Kommunale Gesellschaft gegründet – Aufgaben: Veranstaltungen im Zentrum vorbereiten, Gäste werben

Stadtmarketing soll City beleben

Landfrauentreffen: Noch mehr solche und andere Veranstaltungen sollen in die Baunataler Stadthalle geholt werden. Auch davon erhofft man sich im Rathaus eine Belebung von Stadt und Wirtschaft. Archivfoto: nh

Baunatal. In der VW-Stadt wird zum 1. April eine Stadtmarketing Baunatal GmbH (Gesellschaft mit beschränkter Haftung) gegründet. Das beschlossen die Stadtverordneten in ihrer jüngsten Sitzung bei drei Gegenstimmen und einer Enthaltung der Grünen. Der Geschäftsführer der Stadtmarketing-Gesellschaft soll sich künftig nicht nur um die Belebung der City und um Veranstaltungen dort bemühen. Er soll auch weitere Nutzer der Stadthalle und der Sporthallen anwerben.

Für das Unternehmen stellte das Stadtparlament 75 000 Euro als Zuschuss für das erste Jahr und 25 000 Euro als Gründungskapital bereit. Die Gegenrechnung: Dafür fallen städtische Zuschüsse an City-Management (CMB) und Verkehrsverein weg. Beide Vereinigungen sollen aber weiter ehrenamtlich mitarbeiten.
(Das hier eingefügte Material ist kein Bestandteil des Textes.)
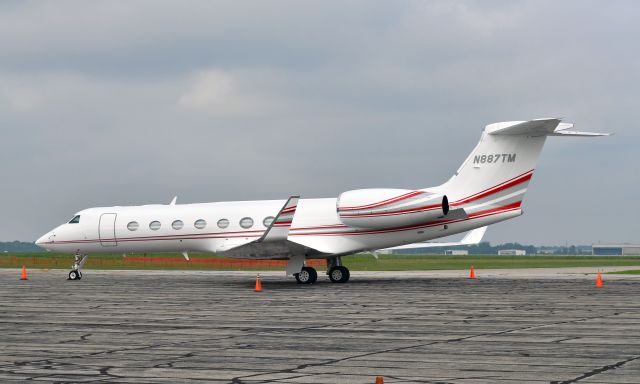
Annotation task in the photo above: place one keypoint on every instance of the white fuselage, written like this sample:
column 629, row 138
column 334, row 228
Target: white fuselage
column 488, row 187
column 315, row 225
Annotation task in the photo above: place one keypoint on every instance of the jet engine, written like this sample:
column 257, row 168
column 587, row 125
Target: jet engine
column 386, row 208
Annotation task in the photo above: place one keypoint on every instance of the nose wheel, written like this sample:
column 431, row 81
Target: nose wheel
column 75, row 273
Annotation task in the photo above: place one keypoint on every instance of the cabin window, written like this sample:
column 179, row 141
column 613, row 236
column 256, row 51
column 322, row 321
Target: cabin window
column 178, row 224
column 246, row 222
column 267, row 221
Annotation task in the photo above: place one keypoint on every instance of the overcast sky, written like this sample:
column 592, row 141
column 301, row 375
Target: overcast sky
column 133, row 102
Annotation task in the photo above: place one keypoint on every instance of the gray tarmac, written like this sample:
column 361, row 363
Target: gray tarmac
column 419, row 327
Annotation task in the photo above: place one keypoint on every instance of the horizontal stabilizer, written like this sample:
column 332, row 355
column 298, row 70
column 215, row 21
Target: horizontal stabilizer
column 473, row 237
column 457, row 214
column 539, row 127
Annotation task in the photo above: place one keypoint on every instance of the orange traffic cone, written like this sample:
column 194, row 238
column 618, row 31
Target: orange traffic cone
column 599, row 281
column 258, row 284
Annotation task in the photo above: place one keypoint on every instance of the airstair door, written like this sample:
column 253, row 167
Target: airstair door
column 107, row 229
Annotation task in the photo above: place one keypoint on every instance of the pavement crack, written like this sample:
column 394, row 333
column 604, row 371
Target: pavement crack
column 597, row 371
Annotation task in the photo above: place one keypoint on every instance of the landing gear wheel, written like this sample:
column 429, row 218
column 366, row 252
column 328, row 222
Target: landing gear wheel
column 308, row 275
column 339, row 274
column 74, row 275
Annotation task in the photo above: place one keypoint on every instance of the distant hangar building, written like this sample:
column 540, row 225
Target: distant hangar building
column 616, row 249
column 512, row 252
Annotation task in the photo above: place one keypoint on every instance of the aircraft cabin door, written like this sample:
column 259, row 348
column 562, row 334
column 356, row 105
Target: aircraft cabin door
column 107, row 230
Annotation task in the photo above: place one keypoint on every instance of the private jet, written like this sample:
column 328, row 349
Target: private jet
column 488, row 188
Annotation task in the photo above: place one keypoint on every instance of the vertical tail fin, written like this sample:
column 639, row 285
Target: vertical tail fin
column 497, row 172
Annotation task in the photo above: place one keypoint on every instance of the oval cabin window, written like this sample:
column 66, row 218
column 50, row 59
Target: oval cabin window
column 267, row 221
column 178, row 224
column 246, row 222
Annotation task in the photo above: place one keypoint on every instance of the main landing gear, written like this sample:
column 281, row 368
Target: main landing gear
column 336, row 271
column 75, row 273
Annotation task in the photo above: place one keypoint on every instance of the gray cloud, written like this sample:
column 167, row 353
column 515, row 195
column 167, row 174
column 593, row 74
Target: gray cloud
column 114, row 103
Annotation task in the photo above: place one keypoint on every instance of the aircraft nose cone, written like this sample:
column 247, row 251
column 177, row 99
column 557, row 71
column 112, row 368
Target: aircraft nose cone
column 46, row 238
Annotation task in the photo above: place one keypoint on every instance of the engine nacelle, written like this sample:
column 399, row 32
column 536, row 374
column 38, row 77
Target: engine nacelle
column 386, row 208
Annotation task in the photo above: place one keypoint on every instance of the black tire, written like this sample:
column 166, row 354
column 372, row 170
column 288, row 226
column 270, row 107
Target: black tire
column 307, row 275
column 73, row 275
column 339, row 275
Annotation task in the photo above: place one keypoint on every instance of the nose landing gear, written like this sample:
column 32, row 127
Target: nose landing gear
column 75, row 273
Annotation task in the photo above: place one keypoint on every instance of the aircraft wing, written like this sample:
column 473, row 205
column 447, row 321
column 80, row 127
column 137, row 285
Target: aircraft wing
column 273, row 243
column 471, row 238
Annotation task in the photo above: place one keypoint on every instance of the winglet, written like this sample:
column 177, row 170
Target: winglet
column 473, row 237
column 279, row 227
Die Stelle des Geschäftsführers war ausgeschrieben, gestern endete die Bewerbungsfrist. Was genau der neue Mann oder die Frau zu tun hat, soll noch festgelegt werden. Auf jeden Fall gehen die Zuständigkeit für die Vergabe von Markt- und Europaplatz in seine oder ihre Hände über. Auch um die Willkommenstafeln an den Ortseingängen und die Stadtplan-Vitrinen soll sich die GmbH kümmern.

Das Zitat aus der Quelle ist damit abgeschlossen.